Ten things to watch when the Jaguars play the Dolphins Friday . . .
1) Blaine Gabbert. Not that you need to be told this, and not that everyone won’t be watching this anyway. Gabbert will start, and play with the first team. He has earned it, improving and looking sharper in the second week of training camp. When watching Gabbert, don’t watch him through the lens of the past. Watch for poise, control of the game, confidence. That’s what coaches want to see.
2) Chad Henne. Yes, people will be watching Henne, too. That’s the nature of the quarterback competition. He will get repetitions with the first-team offensive line, though not as many as Gabbert. The sense is that Gabbert is leading the quarterback competition, but that in no way means the competition is over. Far from it.
3) The offensive line . . . This is a group that feels much better about itself entering this preseason than it did last season. The unit improved in the second week of training camp, and had a couple of its best days. Eugene Monroe, Will Rackley, Brad Meester, Uche Nwaneri, Luke Joeckel. On paper, the front-line players on this unit are good. The defensive line is one of the Dolphins’ strongest units, so this is a good early test for a Jaguars offensive line that must be better than it was last season.
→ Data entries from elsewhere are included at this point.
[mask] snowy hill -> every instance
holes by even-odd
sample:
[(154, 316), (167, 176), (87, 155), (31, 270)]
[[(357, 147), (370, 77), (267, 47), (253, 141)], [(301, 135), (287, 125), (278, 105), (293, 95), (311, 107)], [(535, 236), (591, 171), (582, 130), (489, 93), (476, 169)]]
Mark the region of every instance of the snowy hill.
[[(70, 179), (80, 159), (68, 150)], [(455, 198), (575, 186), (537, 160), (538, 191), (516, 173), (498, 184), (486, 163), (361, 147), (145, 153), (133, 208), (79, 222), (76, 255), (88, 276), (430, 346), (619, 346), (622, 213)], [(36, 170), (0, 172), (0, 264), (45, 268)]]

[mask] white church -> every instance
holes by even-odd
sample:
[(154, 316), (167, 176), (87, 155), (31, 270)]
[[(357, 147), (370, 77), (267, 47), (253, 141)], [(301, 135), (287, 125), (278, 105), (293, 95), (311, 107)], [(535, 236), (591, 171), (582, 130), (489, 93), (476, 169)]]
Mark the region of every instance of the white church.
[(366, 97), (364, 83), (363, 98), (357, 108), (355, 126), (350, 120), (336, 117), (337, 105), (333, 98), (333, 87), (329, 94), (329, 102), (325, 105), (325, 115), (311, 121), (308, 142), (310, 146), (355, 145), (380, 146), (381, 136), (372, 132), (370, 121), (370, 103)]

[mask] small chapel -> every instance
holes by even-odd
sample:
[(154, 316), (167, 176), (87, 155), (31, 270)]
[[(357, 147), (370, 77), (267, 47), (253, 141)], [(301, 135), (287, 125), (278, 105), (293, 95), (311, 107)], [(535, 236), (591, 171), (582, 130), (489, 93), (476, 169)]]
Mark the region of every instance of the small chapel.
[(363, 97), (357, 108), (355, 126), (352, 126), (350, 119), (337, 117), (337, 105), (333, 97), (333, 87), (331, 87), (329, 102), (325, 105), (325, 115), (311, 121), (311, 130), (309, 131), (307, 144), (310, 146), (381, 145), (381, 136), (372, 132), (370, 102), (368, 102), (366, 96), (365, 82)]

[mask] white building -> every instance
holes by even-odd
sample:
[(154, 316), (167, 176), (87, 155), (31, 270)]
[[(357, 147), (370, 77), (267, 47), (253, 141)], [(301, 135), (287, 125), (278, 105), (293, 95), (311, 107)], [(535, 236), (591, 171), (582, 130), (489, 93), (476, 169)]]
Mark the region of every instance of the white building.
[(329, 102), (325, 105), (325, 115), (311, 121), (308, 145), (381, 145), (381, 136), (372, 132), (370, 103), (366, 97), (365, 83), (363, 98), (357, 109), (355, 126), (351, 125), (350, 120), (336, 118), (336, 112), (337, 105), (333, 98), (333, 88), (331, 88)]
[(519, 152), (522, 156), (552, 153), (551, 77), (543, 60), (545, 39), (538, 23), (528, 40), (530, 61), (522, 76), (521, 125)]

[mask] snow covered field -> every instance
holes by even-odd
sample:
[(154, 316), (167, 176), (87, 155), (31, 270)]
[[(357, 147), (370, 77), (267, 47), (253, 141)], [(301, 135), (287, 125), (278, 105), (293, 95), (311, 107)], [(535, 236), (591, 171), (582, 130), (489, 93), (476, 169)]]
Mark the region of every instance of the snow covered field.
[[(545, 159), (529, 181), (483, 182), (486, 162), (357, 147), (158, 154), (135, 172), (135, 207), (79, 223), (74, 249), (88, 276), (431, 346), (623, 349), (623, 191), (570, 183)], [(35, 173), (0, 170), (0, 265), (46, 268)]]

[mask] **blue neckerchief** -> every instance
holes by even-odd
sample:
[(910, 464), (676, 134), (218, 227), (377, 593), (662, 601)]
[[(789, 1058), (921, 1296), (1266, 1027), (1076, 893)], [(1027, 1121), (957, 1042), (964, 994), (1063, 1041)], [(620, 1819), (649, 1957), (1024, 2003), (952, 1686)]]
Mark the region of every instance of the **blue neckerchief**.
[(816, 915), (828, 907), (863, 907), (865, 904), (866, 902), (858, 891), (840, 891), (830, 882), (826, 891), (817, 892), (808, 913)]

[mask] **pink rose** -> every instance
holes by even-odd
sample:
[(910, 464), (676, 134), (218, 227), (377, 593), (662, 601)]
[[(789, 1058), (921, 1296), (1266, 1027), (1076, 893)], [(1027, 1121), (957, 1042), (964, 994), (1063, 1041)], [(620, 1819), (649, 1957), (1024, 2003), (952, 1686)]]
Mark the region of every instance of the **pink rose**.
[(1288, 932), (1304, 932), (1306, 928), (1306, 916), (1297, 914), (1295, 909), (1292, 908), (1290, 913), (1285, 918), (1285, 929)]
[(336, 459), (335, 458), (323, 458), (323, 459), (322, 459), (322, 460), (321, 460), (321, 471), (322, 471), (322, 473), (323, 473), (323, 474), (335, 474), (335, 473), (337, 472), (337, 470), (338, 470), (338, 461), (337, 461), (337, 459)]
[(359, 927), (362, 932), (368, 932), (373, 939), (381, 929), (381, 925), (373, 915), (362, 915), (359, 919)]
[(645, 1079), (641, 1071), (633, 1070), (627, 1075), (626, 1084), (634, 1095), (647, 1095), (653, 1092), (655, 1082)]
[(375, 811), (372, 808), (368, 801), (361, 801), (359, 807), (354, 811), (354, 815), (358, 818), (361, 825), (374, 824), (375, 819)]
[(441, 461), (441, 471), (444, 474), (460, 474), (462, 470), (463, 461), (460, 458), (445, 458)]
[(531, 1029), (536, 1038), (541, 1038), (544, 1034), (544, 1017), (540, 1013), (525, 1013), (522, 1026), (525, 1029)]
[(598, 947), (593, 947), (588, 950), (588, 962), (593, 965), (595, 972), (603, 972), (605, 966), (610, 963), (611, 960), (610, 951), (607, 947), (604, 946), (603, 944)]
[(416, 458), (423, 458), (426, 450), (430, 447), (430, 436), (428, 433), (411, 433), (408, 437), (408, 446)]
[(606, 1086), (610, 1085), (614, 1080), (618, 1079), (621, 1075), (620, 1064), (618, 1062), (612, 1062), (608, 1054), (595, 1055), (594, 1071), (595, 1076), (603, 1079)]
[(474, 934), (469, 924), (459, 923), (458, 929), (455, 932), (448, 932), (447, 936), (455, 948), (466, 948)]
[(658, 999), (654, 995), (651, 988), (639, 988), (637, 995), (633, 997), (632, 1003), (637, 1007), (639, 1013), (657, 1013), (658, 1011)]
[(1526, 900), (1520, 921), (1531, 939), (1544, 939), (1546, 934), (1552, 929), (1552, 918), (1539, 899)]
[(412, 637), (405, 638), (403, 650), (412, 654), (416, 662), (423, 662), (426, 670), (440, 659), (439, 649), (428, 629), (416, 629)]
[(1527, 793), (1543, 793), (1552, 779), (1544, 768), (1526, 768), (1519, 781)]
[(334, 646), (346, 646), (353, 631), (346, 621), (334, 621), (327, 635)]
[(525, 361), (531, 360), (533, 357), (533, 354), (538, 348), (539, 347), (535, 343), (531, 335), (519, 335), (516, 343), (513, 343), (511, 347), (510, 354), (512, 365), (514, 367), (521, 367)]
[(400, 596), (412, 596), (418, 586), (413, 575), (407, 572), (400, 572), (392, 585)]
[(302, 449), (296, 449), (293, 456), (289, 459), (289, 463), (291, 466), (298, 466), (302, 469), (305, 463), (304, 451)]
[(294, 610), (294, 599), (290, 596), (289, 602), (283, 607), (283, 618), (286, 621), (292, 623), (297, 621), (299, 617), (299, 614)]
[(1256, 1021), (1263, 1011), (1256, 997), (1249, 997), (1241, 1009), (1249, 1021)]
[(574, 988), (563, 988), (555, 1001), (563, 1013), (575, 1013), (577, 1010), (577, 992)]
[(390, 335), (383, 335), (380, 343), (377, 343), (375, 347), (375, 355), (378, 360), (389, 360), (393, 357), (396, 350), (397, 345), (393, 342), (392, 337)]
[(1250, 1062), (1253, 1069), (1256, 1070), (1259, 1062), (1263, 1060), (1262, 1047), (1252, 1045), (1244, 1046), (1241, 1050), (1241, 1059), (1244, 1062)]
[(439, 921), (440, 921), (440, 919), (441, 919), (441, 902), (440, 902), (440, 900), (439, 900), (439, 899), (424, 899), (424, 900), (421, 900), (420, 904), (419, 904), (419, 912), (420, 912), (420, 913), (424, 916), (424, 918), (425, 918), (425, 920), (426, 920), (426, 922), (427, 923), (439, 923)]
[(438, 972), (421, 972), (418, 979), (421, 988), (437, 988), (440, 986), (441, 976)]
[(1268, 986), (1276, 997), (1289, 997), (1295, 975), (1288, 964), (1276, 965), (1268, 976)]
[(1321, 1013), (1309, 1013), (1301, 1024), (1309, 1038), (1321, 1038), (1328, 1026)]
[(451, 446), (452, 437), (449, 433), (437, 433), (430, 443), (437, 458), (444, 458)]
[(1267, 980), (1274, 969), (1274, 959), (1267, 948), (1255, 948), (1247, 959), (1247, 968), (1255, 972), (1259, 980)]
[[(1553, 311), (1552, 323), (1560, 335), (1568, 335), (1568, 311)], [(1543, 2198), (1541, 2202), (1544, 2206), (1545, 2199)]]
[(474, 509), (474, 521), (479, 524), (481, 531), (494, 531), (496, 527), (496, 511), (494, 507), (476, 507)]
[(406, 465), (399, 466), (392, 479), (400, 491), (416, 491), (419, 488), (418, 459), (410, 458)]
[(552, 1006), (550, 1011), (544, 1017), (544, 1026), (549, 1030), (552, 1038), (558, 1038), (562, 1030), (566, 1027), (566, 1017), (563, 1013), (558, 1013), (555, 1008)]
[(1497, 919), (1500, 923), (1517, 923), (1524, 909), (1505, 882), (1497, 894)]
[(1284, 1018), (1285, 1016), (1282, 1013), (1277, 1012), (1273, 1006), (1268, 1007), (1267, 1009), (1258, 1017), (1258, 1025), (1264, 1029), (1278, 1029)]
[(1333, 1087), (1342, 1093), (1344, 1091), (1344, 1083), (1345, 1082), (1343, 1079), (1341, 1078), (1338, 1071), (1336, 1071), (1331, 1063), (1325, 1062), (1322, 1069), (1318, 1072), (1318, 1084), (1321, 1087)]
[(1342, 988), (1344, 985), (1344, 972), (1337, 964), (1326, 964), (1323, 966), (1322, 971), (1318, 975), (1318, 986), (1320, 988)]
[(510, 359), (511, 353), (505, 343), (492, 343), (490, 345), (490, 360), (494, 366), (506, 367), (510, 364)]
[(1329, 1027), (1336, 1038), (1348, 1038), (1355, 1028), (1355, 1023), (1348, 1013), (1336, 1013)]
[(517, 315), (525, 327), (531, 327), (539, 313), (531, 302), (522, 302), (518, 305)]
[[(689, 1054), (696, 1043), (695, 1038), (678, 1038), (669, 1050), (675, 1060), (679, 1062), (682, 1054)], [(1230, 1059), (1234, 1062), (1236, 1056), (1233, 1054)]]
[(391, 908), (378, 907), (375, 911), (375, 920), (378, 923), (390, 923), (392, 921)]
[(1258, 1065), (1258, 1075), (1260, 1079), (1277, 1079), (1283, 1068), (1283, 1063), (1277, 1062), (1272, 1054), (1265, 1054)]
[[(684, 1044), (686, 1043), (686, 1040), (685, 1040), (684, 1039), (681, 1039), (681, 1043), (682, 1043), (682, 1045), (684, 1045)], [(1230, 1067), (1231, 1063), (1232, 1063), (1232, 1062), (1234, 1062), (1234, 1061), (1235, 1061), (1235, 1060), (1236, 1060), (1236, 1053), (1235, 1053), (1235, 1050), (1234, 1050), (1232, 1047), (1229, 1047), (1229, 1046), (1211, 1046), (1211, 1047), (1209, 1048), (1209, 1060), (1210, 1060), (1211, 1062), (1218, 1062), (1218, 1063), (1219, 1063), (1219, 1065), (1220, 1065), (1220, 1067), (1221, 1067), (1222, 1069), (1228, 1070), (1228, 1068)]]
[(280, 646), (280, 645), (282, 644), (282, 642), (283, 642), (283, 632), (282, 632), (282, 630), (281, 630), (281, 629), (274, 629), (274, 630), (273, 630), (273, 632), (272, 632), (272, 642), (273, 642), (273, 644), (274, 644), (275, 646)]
4) . . . and specifically, Luke Joeckel. The No. 2 overall selection in the 2013 NFL Draft, he continues to make the transition from college left tackle to NFL right tackle. Teammates say he has looked every bit the part of a Top 10 selection. Watch him, and when you do, you’re watching the future.
5) Ace Sanders . . . You won’t be able to miss him. He’s quick, and the rookie wide receiver has been making plays all over the field all through camp. He has shown ability to get open on short and intermediate routes, and once open, his hands have been reliable. With Justin Blackmon and Cecil Shorts III out with injuries, Sanders will get the start opposite . . .
6) . . . Mike Brown. He has earned the start Friday, standing out early in camp. He had a few drops in practice this week, and still needs to show his practice performances will translate to games. Brown seems to have the edge on players such as Mohamed Massaquoi, but preseason games can change early advantages.
7) The young linebackers. Paul Posluszny, Russell Allen and Geno Hayes seem likely to start the season at linebacker, but rookie middle linebacker LaRoy Reynolds and second-year outside linebacker Brandon Marshall have stood out in camp. They’re the sorts of young players who could thrive and eventually be building blocks in Gus Bradley’s defense. But their practices must translate to games.
8) The second half. The second half of preseason games can be a tough watch. There are many, many players with not a lot of recognizable names. But for the Jaguars this season, the competition for roster spots and spots in the rotation will be fierce. Lonnie Pryor versus Will Ta’ufo’ou at fullback. Cameron Bradfield, Mike Brewster, Jason Spitz, Austin Pasztor for depth on the offensive line. Jordan Shipley, Tobais Palmer and Tony Clemons for the final receiving spots on the roster. Jordan Todman, De’Leon Eskridge and Jonathan Grimes at running back. A lot of those names will make the team, but how they play in preseason could determine their roster fate.
9) The pass rush. The coaching staff is watching every area. That’s the nature of a building team during the preseason. But if there’s an area more under scrutiny than the others it may be pass rush. The Jaguars need to find a pass rusher other than veteran Jason Babin. Maybe that’s Andre Branch. Maybe that’s Ryan Davis. Maybe it’s someone else. Or maybe the rush will come from blitzes and other pressures. Wherever, the preseason tape will point them in the regular season direction.
10) Schemes, baby, schemes. It’s not every year a team changes schemes on both sides of the ball. But with the Jaguars overhauling much of the organization, part of the overall has been in philosophy. Offensively, Jedd Fisch is about using multiple looks and personnel packages – and some exotic plays – utilize a lot of young talent and speed. That should be fun to watch. Defensively, it’s about playing press coverage and delaying routes to figure out a way to help the pass rush get home. We have a clearer idea after two weeks of training camp practices about the offense than the defense, so watching the defense come together – and seeing how much Gus Bradley, Bob Babich and Co. might utilize different packages and blitzes – could well be a preseason storyline.